'Kantor' Baru Bernama Co-working Space
24 Oct

‘Kantor’ Baru Bernama Co-working Space

Metrotvnews.com – Belasan anak muda duduk berjam-jam dengan laptop terbuka di hadapannya, adalah pemandangan lazim di banyak cafe di Jakarta. Pemandangan yang mungkin dalam beberapa tahun ke depan jarang ditemui seiring bermunculannya co-working space.

Sesuai namanya, co-working space berarti tempat bekerja bersama. Penggunanya akan berbagi ‘kantor’ -bahkan camilan- dengan pemilik bisnis atau pekerja lain. Selain saluran wifi yang kencang, kualifikasi utama co-working space adalah interiornya ‘nggak kantor banget’ dengan atmosfer akrab dan santai tapi serius yang diharapkan lebih memacu kreatifitas.

Faktor atmosfer merupakan fitur yang co-working space unggulkan kepada para pekerja mandiri, karyawan creative industry dan pelaku usaha rintisan yang sebelumnya bekerja di cafe, rumah dan kamar kost. Suasana rumah atau kamar sepertinya terlalu nyaman, sehingga kurang kondusif untuk bekerja. Sementara cafe, terlalu banyak faktor yang bisa membuat gangguan karena pengunjungnya sangat beragam dan lagi-lagi kurang kondusif untuk bekerja.

Berdasar data PT Cushman & Wakefield Indonesia, di Jabodetabek terdapat 20-an co-working space. Hampir semuanya berada di gedung perkantoran di pusat-pusat bisnis.
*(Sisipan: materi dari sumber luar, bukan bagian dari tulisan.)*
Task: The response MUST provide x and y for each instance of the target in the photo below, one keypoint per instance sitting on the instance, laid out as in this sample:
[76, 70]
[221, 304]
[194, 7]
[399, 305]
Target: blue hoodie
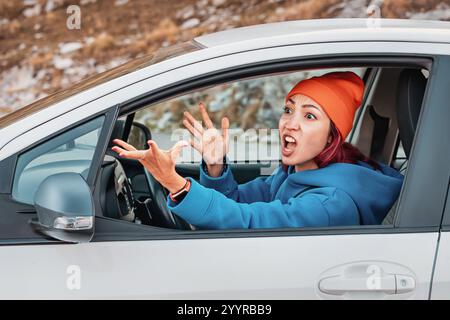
[340, 194]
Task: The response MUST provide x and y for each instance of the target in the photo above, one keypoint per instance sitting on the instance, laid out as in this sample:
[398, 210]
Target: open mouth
[289, 144]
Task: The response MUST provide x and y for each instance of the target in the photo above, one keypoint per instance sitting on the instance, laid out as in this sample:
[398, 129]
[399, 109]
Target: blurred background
[40, 55]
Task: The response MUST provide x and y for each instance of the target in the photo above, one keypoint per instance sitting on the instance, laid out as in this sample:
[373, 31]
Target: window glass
[71, 151]
[253, 106]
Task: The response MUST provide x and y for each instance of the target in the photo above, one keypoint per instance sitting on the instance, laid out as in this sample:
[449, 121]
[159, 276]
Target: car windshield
[131, 66]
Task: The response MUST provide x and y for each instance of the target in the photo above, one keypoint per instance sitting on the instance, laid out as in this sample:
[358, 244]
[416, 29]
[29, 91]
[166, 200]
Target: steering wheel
[119, 201]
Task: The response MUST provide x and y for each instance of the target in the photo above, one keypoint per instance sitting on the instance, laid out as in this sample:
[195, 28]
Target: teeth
[289, 139]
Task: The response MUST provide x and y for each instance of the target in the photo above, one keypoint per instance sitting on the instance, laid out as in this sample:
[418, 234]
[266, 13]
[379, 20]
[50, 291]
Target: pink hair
[338, 151]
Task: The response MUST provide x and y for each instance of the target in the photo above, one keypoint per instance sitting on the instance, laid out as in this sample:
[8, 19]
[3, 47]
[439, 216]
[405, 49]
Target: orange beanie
[338, 93]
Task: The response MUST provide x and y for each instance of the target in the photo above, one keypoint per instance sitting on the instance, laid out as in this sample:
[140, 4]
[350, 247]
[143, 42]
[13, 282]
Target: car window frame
[23, 211]
[177, 89]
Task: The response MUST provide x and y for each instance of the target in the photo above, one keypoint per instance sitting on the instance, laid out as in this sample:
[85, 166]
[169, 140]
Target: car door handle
[388, 284]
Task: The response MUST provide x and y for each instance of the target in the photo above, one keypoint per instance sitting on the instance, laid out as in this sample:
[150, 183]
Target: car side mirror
[139, 135]
[65, 208]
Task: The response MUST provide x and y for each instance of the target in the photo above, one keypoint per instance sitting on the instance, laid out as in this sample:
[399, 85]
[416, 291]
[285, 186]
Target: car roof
[326, 26]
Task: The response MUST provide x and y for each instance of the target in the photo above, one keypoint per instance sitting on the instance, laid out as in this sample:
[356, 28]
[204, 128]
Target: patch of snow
[120, 2]
[62, 63]
[68, 47]
[29, 2]
[218, 3]
[53, 4]
[85, 2]
[441, 12]
[33, 11]
[185, 13]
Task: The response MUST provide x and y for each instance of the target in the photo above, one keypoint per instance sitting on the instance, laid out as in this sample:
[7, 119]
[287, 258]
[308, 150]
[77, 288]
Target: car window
[71, 151]
[253, 107]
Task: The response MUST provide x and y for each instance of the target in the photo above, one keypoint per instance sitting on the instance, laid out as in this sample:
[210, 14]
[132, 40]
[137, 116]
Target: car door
[132, 261]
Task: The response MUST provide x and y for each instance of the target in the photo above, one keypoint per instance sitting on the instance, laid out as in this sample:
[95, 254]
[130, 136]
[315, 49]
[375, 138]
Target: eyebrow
[305, 105]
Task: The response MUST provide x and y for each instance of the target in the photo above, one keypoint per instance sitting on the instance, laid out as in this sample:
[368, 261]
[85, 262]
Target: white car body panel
[234, 268]
[22, 138]
[441, 277]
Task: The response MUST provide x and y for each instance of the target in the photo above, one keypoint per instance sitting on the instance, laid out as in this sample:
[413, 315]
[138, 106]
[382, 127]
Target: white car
[77, 222]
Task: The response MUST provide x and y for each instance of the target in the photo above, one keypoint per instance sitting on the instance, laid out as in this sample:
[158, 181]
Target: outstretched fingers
[124, 145]
[205, 116]
[225, 129]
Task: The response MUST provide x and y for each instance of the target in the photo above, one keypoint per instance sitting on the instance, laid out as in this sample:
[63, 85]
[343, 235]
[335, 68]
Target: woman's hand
[160, 163]
[212, 144]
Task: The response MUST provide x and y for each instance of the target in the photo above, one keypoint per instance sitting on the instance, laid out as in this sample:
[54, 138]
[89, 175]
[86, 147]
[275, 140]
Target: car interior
[384, 130]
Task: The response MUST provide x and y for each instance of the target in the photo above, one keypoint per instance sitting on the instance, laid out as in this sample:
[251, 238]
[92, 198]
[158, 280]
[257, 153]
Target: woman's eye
[286, 109]
[310, 116]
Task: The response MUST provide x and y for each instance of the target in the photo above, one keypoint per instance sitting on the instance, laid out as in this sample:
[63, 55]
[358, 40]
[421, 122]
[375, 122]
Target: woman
[322, 181]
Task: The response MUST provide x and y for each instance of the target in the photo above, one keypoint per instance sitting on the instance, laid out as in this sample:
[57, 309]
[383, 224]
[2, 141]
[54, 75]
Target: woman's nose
[293, 124]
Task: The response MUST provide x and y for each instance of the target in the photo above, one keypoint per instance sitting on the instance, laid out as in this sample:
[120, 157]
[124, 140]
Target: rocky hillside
[40, 55]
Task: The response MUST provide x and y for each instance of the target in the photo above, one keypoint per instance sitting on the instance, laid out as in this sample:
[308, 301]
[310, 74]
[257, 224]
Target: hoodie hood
[373, 191]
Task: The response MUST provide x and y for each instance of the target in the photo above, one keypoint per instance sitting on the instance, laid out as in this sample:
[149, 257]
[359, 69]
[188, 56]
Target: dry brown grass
[399, 8]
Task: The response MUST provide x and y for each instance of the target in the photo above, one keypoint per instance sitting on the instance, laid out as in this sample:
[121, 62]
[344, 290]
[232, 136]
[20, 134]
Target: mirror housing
[139, 135]
[65, 208]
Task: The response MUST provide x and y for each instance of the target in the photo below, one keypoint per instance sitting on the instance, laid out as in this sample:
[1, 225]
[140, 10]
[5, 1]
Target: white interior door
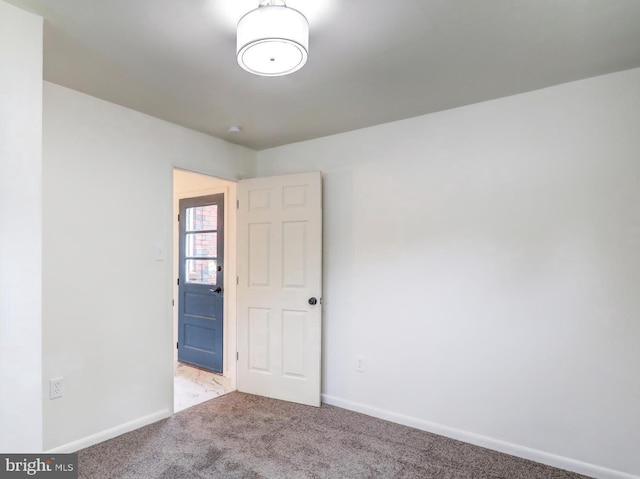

Mereka juga menyasar segmen pasar yang relatif sama, yaitu para pekerja kelas middle-up yang sangat mobile untuk menemui klien masing-masing.

“Setelah rapat di suatu tempat dan harus balik lagi ke kantor untuk menyelesaikan pekerjaan, jelas memakan waktu karena macet. Adanya co-working space ini, menghemat waktu dan energi pekerja,” ujar David Cheadle, managing director perusahaan konsultan properti tersebut.

Merujuk pertumbuhan ekonomi nasional yang stabil dan trend pekerja mobile yang terus berkembang, jelas pasar co-working space di Indonesia masih sangat terbuka. Bahkan pemain co-working space kelas global seperti WeWork asal Amerika Serikat sedang berancang-ancang membuka cabangnya di Jakarta.

Masuknya pesaing baru dengan jaringan global merupakan warning bagi pengusaha lokal yang sudah lebih dahuku eksis untuk memperkuat diri. Di sisi lain masih terbukanya pasar juga kesempatan kepada pemain baru untuk menekuninya. Salah satunya “Ruang Hampa” yang berada di seberang Stasiun KRL Tanjung Barat, Jakarta Selatan.

“Aku coba menggarap segmen middle, jadi harganya ya menyesuaikan,” ujar Zaenal Budiyono, pemilik “Ruang Hampa” yang juga pengamat politik ini, tentang segmen pasar yang diincarnya.

Menurutnya pelanggan co-working space tidak melulu pekerja profesional atau freelancer dari kalangan middle-up. Bahkan mahasiswa yang sedang mengerjakan tugas kuliah atau skripsi, di dalam pandangan Zaenal juga sedang membutuhkan tempat dengan atmosfer co-working space.

“Selama ini kalau bosan kerja di rumah, mereka pindah mini market 24 jam yang menyediakan tempat duduk dan wifi. Jangan lupa mahasiswa sekarang banyak yang terlibat dalam usaha rintisan dan nyambi freelancer. Mereka sekarang nggak bercita-cita jadi karyawan, tapi lebih explore kemampuan diri dengan jadi mandiri. Tempat penting bagi mereka bekerja dan bertemu klien, tapi menyewa kantor sendiri kan belum mampu,” papar Zaenal.